Without internal (national or domestic) consistency, clarity, planning and organisation, it will be impossible for similarly diffuse multinational efforts to succeed. This is all the more critical today, and will remain so in the future, given the changing nature of the terrorist threat, the identity of its perpetrators and the resources at their disposal. One final point is in order given the focus of this conference on aviation security. Serious and considerable though the above trends are, their implications for–much less direct effect on–commercial aviation are by no means clear. Despite media impressions to the contrary and the popular mis-perception fostered by those impressions, terrorist attacks on civil aviation–particularly inflight bombings or attempted bombings–are in fact relatively rare. Indeed, they account for only 15 of the 2,537 international terrorist incidents recorded between 1970 and 1979 (or .006 percent) and just 12 of 3,943 recorded between 1980 and 1989 (an even lower .003 percent).
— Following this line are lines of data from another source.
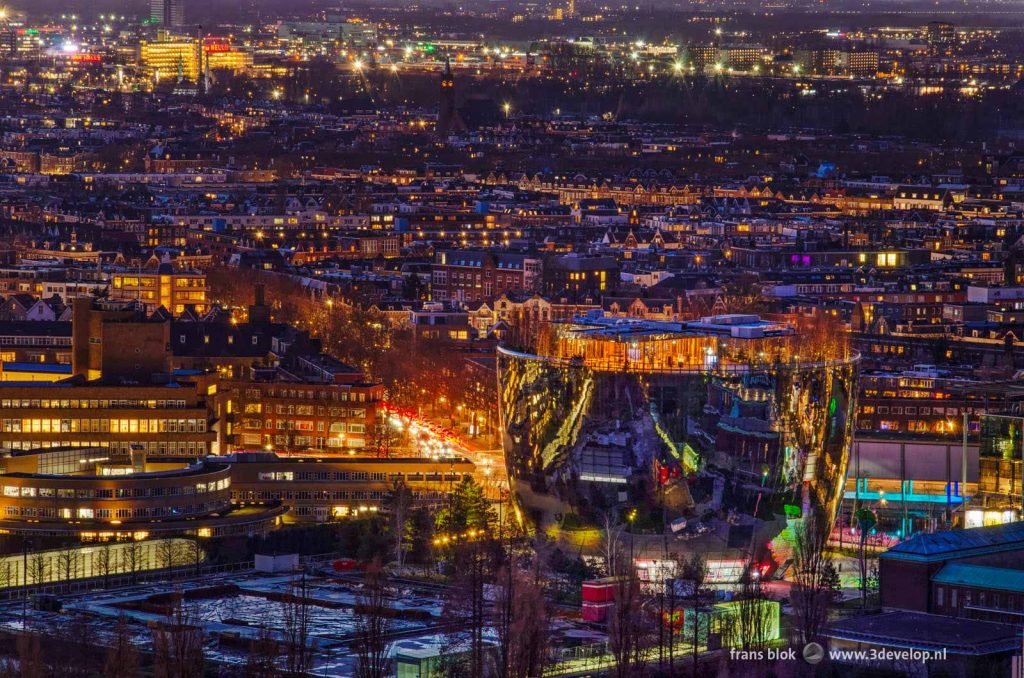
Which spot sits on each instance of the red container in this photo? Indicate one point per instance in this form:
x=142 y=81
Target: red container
x=344 y=564
x=599 y=590
x=596 y=611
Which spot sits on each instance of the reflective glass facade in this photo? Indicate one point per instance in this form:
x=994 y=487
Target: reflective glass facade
x=611 y=414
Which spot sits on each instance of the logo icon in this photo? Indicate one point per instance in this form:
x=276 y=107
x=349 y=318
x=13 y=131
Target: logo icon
x=813 y=653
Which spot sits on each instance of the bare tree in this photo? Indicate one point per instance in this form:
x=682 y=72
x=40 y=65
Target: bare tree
x=754 y=613
x=8 y=576
x=68 y=563
x=465 y=609
x=131 y=558
x=177 y=643
x=122 y=659
x=166 y=553
x=39 y=568
x=521 y=622
x=104 y=562
x=611 y=545
x=373 y=624
x=299 y=648
x=399 y=505
x=627 y=628
x=195 y=553
x=811 y=594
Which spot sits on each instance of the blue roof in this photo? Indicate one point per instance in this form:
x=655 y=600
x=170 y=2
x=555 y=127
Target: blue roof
x=953 y=544
x=982 y=577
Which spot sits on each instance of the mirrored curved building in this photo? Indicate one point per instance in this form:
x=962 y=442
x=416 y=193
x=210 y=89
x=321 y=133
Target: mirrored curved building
x=731 y=414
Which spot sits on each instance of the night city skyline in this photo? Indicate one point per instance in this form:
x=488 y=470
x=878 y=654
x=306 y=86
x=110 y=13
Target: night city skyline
x=511 y=339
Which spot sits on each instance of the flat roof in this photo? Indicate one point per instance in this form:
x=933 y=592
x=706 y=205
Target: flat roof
x=739 y=326
x=921 y=631
x=955 y=544
x=982 y=577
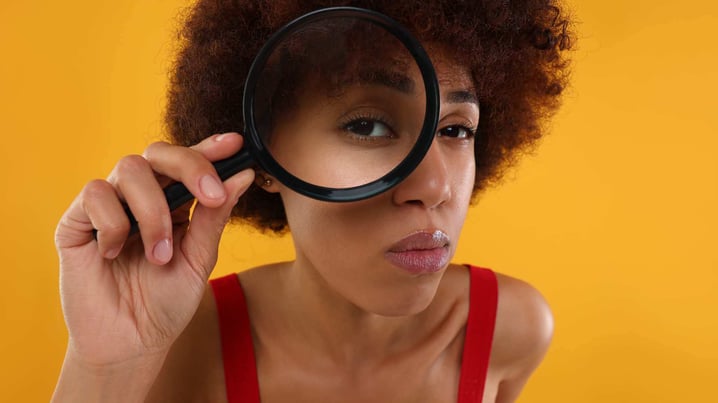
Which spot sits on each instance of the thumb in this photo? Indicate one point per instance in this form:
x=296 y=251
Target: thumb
x=201 y=242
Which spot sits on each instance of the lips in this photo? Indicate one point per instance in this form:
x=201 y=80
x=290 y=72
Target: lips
x=422 y=252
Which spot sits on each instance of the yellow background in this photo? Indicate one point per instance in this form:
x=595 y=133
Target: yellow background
x=614 y=219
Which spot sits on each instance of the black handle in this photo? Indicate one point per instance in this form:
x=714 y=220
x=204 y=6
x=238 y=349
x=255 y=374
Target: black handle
x=177 y=194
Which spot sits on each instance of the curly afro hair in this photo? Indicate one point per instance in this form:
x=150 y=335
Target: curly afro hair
x=515 y=50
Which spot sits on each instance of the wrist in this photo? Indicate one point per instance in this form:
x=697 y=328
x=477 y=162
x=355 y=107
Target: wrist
x=126 y=381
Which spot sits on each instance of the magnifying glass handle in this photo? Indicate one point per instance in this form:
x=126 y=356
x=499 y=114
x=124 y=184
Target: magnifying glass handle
x=177 y=194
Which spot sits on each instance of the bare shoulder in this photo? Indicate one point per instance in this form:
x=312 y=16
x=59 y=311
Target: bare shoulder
x=193 y=370
x=524 y=328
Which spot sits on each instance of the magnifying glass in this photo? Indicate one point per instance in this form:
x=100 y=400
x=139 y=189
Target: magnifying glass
x=340 y=105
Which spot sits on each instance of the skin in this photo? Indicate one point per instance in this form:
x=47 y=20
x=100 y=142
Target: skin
x=340 y=323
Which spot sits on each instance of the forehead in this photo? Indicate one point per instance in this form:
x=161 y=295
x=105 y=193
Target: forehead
x=450 y=72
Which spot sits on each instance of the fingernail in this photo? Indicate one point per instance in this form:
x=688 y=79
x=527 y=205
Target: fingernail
x=211 y=187
x=222 y=136
x=163 y=251
x=112 y=253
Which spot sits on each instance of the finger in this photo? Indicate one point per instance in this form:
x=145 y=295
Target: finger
x=202 y=238
x=135 y=179
x=107 y=215
x=96 y=207
x=193 y=167
x=219 y=146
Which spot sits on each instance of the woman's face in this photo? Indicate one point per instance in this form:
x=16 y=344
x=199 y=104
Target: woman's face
x=385 y=254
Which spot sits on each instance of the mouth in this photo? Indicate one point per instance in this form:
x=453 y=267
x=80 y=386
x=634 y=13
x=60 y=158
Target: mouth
x=423 y=252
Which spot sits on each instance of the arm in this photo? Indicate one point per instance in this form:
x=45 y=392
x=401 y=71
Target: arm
x=524 y=329
x=126 y=299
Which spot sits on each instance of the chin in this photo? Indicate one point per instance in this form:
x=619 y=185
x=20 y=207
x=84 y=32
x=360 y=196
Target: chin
x=411 y=300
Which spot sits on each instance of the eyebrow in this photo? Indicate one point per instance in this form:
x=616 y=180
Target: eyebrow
x=463 y=96
x=391 y=79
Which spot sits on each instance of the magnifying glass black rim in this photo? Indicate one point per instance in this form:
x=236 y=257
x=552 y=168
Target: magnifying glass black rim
x=263 y=157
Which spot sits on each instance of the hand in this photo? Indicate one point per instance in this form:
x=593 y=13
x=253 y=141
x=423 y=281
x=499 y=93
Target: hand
x=125 y=298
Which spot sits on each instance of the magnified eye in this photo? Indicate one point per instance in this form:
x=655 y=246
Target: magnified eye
x=457 y=131
x=368 y=128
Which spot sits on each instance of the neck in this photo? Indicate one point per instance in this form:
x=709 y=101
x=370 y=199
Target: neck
x=345 y=333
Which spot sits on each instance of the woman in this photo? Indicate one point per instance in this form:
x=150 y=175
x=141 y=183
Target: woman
x=371 y=309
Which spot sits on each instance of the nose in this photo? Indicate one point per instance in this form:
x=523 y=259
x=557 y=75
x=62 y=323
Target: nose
x=428 y=186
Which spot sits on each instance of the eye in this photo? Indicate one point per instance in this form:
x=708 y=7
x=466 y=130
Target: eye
x=366 y=127
x=458 y=132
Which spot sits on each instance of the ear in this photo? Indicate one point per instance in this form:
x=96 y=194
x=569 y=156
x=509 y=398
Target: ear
x=266 y=182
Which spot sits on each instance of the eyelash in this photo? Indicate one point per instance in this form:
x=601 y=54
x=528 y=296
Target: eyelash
x=370 y=117
x=470 y=130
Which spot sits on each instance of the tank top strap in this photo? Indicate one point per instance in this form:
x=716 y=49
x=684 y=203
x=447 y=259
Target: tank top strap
x=240 y=369
x=483 y=299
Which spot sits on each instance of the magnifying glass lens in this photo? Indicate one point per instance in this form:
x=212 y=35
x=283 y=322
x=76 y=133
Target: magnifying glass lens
x=339 y=103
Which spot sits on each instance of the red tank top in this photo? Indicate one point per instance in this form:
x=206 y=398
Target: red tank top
x=240 y=371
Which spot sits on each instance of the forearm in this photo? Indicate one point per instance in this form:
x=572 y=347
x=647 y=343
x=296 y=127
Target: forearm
x=127 y=383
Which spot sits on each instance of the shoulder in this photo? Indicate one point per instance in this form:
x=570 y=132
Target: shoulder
x=523 y=333
x=193 y=368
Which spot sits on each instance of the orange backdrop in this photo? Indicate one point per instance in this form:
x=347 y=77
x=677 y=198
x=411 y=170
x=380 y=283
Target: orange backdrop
x=614 y=218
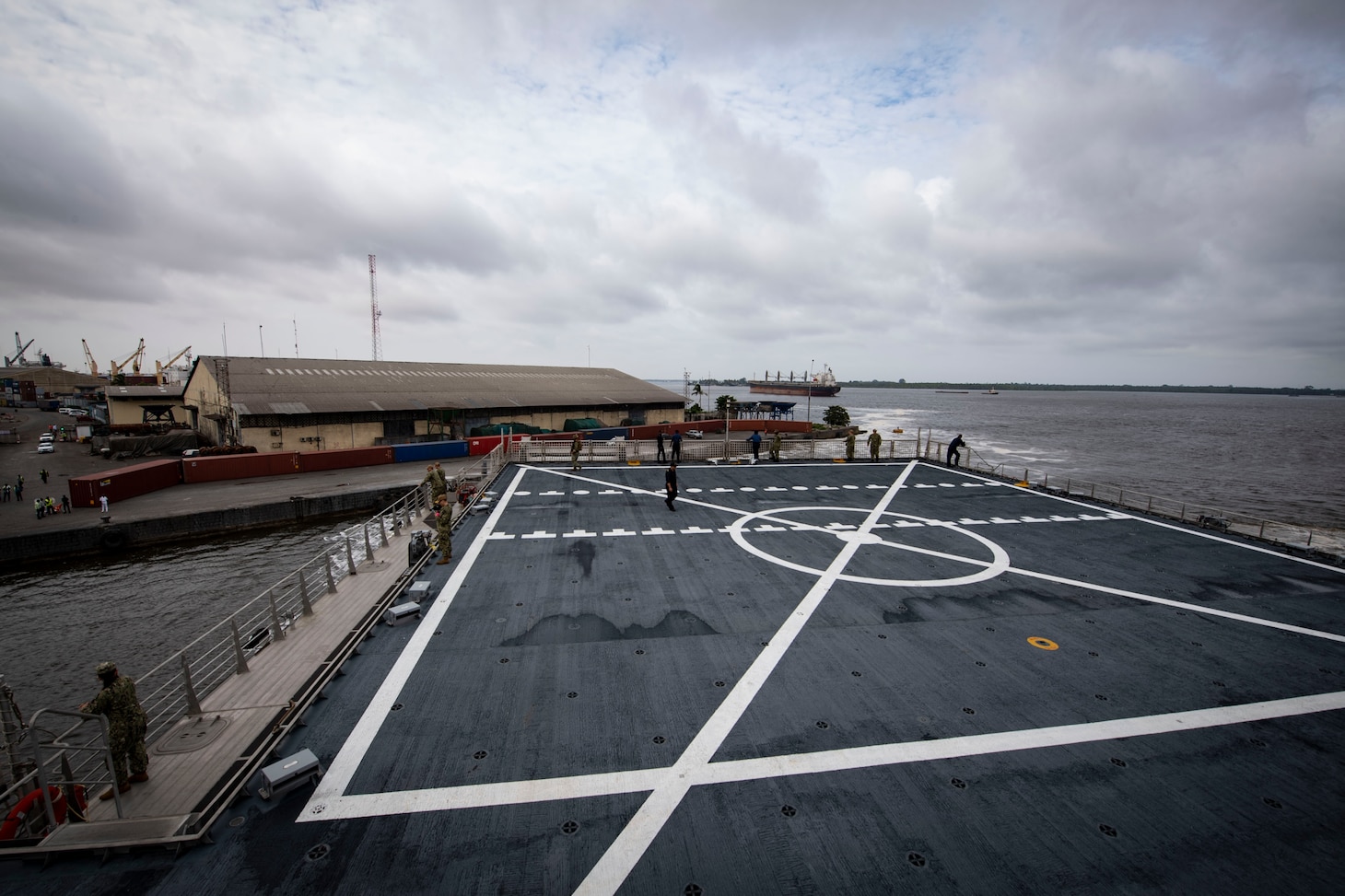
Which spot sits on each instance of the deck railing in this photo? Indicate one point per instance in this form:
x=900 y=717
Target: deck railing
x=176 y=686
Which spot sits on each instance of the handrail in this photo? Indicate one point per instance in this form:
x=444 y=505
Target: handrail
x=193 y=670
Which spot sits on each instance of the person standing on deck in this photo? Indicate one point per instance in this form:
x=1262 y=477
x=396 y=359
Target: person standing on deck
x=126 y=723
x=445 y=529
x=953 y=455
x=436 y=482
x=670 y=486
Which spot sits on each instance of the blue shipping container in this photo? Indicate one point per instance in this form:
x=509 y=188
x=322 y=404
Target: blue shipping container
x=428 y=451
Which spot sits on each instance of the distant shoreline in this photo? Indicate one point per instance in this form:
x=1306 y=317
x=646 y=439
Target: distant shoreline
x=1035 y=387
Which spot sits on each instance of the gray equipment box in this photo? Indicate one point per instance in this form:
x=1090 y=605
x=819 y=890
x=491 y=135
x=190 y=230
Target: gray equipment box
x=289 y=773
x=401 y=612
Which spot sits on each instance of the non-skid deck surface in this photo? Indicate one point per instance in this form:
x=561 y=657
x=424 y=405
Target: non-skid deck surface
x=824 y=679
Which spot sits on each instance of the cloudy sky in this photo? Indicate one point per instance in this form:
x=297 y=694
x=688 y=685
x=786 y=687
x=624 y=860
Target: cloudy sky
x=1149 y=192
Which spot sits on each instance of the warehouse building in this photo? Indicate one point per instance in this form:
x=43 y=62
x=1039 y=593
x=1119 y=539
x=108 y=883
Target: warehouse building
x=306 y=404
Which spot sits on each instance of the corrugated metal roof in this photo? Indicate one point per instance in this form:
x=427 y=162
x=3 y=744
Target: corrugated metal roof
x=278 y=385
x=167 y=390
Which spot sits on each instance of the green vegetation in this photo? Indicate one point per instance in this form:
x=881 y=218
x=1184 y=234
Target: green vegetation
x=724 y=405
x=836 y=416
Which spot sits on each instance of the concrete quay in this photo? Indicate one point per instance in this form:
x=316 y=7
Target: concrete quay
x=181 y=511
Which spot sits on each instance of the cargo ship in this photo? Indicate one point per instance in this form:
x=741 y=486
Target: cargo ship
x=821 y=384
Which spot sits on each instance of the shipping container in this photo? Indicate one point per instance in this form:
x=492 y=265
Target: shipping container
x=277 y=463
x=423 y=451
x=345 y=458
x=124 y=482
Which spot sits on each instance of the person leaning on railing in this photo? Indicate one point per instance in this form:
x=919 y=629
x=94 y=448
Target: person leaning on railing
x=126 y=723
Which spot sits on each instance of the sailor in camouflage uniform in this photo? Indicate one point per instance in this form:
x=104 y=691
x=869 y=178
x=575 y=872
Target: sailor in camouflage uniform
x=445 y=529
x=126 y=723
x=438 y=483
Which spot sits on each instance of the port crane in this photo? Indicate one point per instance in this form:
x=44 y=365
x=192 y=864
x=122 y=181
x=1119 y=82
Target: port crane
x=160 y=367
x=18 y=361
x=134 y=359
x=93 y=365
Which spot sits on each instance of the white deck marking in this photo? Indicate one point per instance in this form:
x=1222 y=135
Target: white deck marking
x=1168 y=601
x=646 y=779
x=635 y=838
x=1011 y=740
x=669 y=785
x=338 y=776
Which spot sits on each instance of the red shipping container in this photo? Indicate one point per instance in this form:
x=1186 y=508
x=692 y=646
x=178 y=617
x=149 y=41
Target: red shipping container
x=344 y=458
x=124 y=482
x=240 y=466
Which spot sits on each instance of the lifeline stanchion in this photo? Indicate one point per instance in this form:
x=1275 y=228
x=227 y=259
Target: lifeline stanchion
x=240 y=657
x=303 y=595
x=275 y=615
x=189 y=691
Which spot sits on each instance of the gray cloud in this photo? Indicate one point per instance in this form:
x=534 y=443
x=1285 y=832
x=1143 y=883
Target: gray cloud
x=1056 y=190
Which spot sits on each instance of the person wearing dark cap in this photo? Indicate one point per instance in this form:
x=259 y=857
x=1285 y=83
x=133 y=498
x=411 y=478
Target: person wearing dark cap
x=126 y=724
x=670 y=486
x=953 y=455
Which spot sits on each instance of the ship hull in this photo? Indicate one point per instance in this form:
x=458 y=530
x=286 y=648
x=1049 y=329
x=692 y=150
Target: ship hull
x=775 y=388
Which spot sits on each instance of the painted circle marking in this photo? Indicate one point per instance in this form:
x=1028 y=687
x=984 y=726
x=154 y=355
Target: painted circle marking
x=864 y=539
x=1000 y=563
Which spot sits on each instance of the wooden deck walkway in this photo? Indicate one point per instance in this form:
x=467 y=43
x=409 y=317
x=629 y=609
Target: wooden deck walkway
x=202 y=762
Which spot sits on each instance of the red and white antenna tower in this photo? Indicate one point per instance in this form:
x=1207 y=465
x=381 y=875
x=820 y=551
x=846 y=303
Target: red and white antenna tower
x=374 y=311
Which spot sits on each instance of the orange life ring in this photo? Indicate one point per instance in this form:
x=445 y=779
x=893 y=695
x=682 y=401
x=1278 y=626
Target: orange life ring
x=14 y=822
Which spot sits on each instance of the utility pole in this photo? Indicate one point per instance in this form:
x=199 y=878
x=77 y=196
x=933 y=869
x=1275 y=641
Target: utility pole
x=809 y=381
x=374 y=311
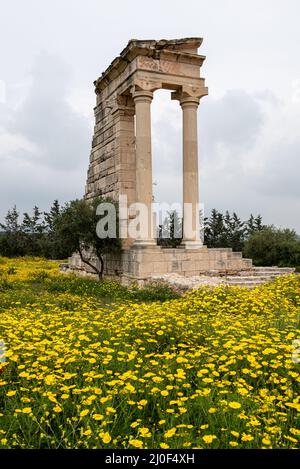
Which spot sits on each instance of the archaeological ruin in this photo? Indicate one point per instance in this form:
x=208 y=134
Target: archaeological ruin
x=121 y=162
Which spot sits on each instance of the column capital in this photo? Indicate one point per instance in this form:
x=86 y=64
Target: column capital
x=123 y=105
x=141 y=95
x=189 y=96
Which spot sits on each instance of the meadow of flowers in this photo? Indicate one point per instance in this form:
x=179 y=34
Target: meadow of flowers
x=91 y=365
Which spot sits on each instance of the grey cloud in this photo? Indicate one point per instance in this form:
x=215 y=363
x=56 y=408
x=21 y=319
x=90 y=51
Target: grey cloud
x=60 y=135
x=281 y=171
x=234 y=120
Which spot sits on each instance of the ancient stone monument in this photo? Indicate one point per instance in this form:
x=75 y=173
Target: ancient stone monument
x=121 y=162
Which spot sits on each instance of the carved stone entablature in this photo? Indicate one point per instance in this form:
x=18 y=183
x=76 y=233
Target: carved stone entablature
x=186 y=92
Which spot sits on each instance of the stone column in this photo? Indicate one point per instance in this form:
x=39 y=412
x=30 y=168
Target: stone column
x=191 y=228
x=142 y=100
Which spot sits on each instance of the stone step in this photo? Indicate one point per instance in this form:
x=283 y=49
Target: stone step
x=249 y=278
x=274 y=269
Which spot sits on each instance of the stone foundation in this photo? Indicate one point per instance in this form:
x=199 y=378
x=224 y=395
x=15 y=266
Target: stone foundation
x=139 y=264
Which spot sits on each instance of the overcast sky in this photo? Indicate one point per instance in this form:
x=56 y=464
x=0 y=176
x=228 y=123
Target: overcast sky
x=249 y=125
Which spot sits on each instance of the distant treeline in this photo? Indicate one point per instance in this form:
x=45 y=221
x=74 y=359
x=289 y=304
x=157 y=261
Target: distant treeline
x=38 y=234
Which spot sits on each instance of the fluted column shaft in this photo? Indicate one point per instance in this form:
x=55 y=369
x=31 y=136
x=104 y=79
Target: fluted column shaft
x=191 y=230
x=142 y=100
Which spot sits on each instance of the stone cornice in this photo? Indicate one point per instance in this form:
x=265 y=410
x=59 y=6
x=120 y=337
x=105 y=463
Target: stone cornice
x=184 y=50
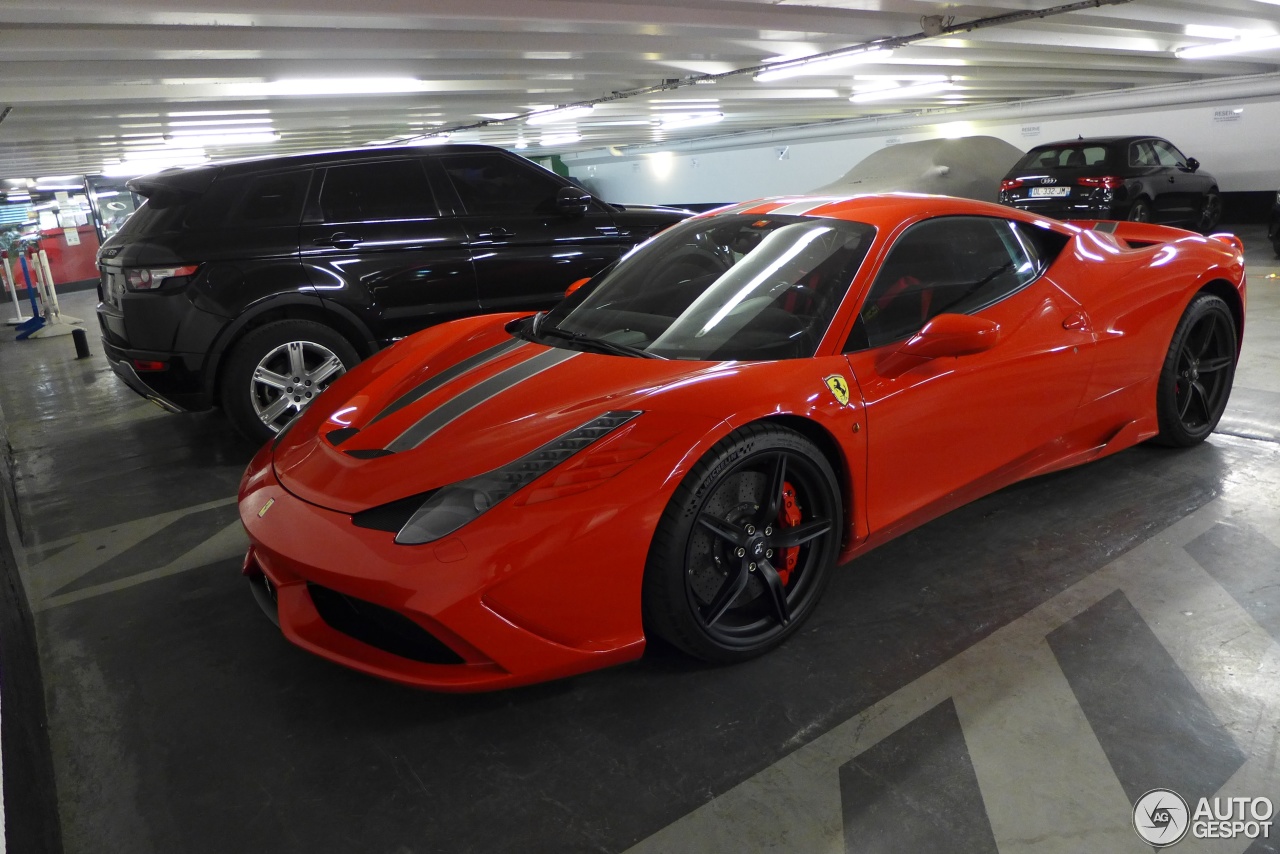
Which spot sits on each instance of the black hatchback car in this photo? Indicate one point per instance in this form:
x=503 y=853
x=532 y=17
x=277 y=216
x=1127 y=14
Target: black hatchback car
x=1136 y=178
x=254 y=284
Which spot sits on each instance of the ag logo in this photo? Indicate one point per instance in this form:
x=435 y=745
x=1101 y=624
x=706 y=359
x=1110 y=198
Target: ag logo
x=839 y=388
x=1161 y=817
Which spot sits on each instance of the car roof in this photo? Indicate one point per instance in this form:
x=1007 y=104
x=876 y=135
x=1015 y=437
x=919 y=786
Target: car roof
x=1096 y=141
x=883 y=210
x=200 y=176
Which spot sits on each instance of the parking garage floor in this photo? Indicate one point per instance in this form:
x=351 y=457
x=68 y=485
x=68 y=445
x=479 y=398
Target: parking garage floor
x=1009 y=677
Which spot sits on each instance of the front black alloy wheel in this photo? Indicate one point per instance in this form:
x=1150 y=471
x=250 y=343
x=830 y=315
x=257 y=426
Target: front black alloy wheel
x=744 y=549
x=1196 y=379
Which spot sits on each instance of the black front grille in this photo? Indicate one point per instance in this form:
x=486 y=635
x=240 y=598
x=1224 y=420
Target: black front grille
x=380 y=628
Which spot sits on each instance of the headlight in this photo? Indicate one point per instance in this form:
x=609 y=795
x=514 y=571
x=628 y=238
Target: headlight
x=451 y=507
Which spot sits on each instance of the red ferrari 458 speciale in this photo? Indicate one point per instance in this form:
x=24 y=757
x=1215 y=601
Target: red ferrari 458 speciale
x=690 y=442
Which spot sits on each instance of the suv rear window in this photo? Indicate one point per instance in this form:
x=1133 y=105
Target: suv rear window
x=493 y=185
x=154 y=218
x=376 y=191
x=263 y=200
x=1065 y=156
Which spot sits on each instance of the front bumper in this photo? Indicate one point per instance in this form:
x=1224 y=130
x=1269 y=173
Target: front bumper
x=521 y=596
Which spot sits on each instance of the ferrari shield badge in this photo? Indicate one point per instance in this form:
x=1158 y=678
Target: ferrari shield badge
x=839 y=388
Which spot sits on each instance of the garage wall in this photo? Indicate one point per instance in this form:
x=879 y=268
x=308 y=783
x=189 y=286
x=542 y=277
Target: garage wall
x=1232 y=136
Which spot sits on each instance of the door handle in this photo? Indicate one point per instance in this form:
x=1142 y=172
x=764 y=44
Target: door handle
x=1077 y=320
x=341 y=240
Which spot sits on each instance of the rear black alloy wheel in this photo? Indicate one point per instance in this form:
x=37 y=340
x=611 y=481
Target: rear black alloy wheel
x=1141 y=211
x=744 y=549
x=277 y=370
x=1197 y=375
x=1211 y=213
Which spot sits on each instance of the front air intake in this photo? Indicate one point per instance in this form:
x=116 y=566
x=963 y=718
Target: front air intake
x=380 y=628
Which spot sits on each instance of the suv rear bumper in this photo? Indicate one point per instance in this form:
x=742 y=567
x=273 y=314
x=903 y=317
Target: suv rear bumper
x=124 y=370
x=176 y=389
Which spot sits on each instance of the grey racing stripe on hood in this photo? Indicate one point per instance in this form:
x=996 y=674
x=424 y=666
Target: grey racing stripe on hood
x=469 y=364
x=451 y=410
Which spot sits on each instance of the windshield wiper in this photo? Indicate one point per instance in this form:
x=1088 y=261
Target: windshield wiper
x=584 y=339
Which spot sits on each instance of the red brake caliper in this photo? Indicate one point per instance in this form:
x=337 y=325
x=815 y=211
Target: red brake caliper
x=787 y=517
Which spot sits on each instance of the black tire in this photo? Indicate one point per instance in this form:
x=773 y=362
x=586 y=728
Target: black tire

This trend, moreover, has continued throughout the first half of the current decade. There have been a total of just six inflight bombings since 1990 out of a total of 1,859 international terrorist incidents. In other words, inflight bombings of commercial aviation currently account for an infinitesimal–.003–percent of international terrorist attacks.42 At the same time, the dramatic loss of life and attendant intense media coverage have turned those few tragic events into terrorist “spectaculars”: etched indelibly on the psyches of commercial air travellers and security officers everywhere despite their infrequent occurrence.43 Nonetheless, those charged with ensuring the security of airports and aviation from terrorist threats doubtless face a Herculean task. In the first place, a defence that would preclude every possible attack by every possible terrorist group for every possible motive is not even theoretically conceivable. Accordingly, security measures should accurately and closely reflect both the threat and the difficulties inherent in countering it: and should therefore be based on realistic expectations that embrace realistic cost-benefit.
Indeed, there is a point beyond which security measures may not only be inappropriate to the presumed threat, but risk becoming more bureaucratic than genuinely effective.